New Opportunities for Principal Leadership: Shaping School Climates for Enhanced Teacher Development
by Eleanor Drago-Severson — 2012
Background/Context: Improved professional development for teachers and principals is central to our national educational agenda. Principals struggle with the challenge of how to build school climates that improve practice in an era of heightened accountability and increasingly complex adaptive challenges.
Purpose/Objective/Research Questions/Focus of Study: While researchers have investigated for more than 100 years the importance of building healthy school climates that support adult learning, it is essential to examine how principals shape school climates, given the challenging educational demands educators face in contemporary society. More specifically, how do principals shape growth-enhancing climates that support adult learning as they work to manage adaptive challenges (i.e., situations in which both the problem and the solution are unclear)? What effective strategies do principals, who serve in different types of schools (i.e., public, independent, and Catholic), employ to shape climates that are common across different contexts and which, if any, are distinct? The purpose of this investigation was to address these questions to offer insight into a way to accomplish the national goal of supporting teacher development by identifying leadership strategies for building school climates that foster teacher learning. Findings reported here stem from a larger research study that addressed the following meaningful, practical, and theoretical research questions: (a) How do principals shape school climates to promote adult learning? (b) What practices do principals use to support teachers’ transformational learning (growth)? (c) How do principals support their own development? (d) What developmental principles underlie practices that support transformational learning? In this article, I focus on the first two research questions to address one major area of inquiry stemming from the larger study—namely, how do principals shape growth-enhancing climates in diverse contexts? In so doing, I describe (a) how principals serving in different types of schools describe their priorities and practices for shaping climates supportive of teacher learning, (b) principals’ conceptions of their roles as shapers of climates supportive of teacher learning, and (c) principals’ challenges and creative strategies for shaping these school climates. Although this research was conducted before the passage of the No Child Left Behind Act, identifying learning-oriented leadership practices that cultivate growth-enhancing school climates proves all the more necessary given the complexity of leadership today.

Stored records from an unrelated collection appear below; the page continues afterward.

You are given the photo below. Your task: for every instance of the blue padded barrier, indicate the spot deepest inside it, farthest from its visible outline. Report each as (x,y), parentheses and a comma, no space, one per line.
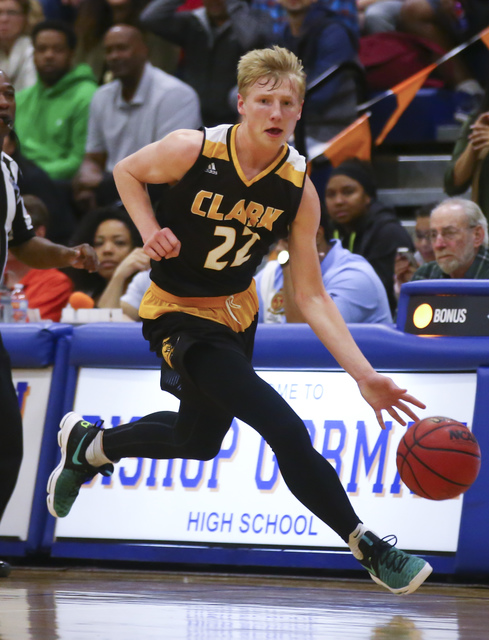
(291,346)
(36,346)
(32,345)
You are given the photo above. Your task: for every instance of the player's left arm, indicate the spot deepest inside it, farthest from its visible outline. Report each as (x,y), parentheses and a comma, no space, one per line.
(323,317)
(41,253)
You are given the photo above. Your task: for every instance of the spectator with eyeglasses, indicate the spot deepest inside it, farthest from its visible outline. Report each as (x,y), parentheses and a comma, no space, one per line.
(458,233)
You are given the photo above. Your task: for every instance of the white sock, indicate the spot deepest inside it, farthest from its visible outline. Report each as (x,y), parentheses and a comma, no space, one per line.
(470,86)
(354,539)
(95,452)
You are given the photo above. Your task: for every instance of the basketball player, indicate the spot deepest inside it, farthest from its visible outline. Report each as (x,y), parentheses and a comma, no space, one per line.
(18,236)
(234,191)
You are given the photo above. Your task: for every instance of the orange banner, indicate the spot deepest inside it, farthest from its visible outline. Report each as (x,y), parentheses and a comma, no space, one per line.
(405,92)
(485,37)
(353,142)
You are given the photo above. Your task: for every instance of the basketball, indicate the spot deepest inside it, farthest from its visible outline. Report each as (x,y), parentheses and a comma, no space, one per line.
(438,458)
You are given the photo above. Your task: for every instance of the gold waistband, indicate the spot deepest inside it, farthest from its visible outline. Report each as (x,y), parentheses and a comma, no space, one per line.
(236,311)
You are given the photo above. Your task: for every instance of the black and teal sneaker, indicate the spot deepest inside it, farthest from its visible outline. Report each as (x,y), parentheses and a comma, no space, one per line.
(388,566)
(64,483)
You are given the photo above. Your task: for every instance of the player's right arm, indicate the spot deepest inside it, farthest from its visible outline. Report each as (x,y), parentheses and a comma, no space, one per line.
(323,316)
(162,162)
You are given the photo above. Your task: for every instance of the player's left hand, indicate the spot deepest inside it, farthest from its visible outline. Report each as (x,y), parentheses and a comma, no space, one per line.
(383,394)
(84,257)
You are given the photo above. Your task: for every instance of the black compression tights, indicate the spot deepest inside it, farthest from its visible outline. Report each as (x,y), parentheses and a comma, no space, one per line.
(226,386)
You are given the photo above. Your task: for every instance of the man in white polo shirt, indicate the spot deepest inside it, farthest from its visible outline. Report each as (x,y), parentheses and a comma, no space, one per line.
(349,279)
(140,106)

Research Design: Through qualitative interviews and document analysis, this study—conducted as part of a larger investigation of developmentally based principal leadership practices—explored how 25 principals from different types of schools with varying financial resources responded to the challenges (e.g., financial, human, time, increased accountability) they encountered in shaping school climates that were supportive of teacher learning.
Discussion: This research identifies strategies that principals in high-, middle- and low-financial resource Catholic, independent, and public schools use to foster school climates that promote teacher learning and development. Nearly all of the principals in this study employed the following leadership imperatives: (a) attending to context-specific priorities for creating and enhancing school climate, (b) cultivating shared values and flexibility, and (c) building a culture of collaboration. Because principals use a variety of approaches to cultivate learning-oriented climates (i.e., those that support adult learning and development) for teachers, this study suggests the need for support in balancing these approaches. In other words, while all of the principals in this study noted the importance of their climate-shaping role and shared some common strategies for doing so, the practices the principals prioritized and used most frequently varied by school type as opposed to financial resource level. More specifically, the public school principals tended to employ mostly managerial leadership strategies to address the financial and structural realities of their settings. All emphasized the importance of building structures for adult collaboration and the essential need to allocate time for collaboration as well. Independent school leaders mostly relied on the flexibility afforded them through their different missions to create structures and cultivate opportunities for collaboration. The Catholic school principals focused more often on visionary leadership to cultivate school climate supportive of adult development in relation to the school’s Catholic mission.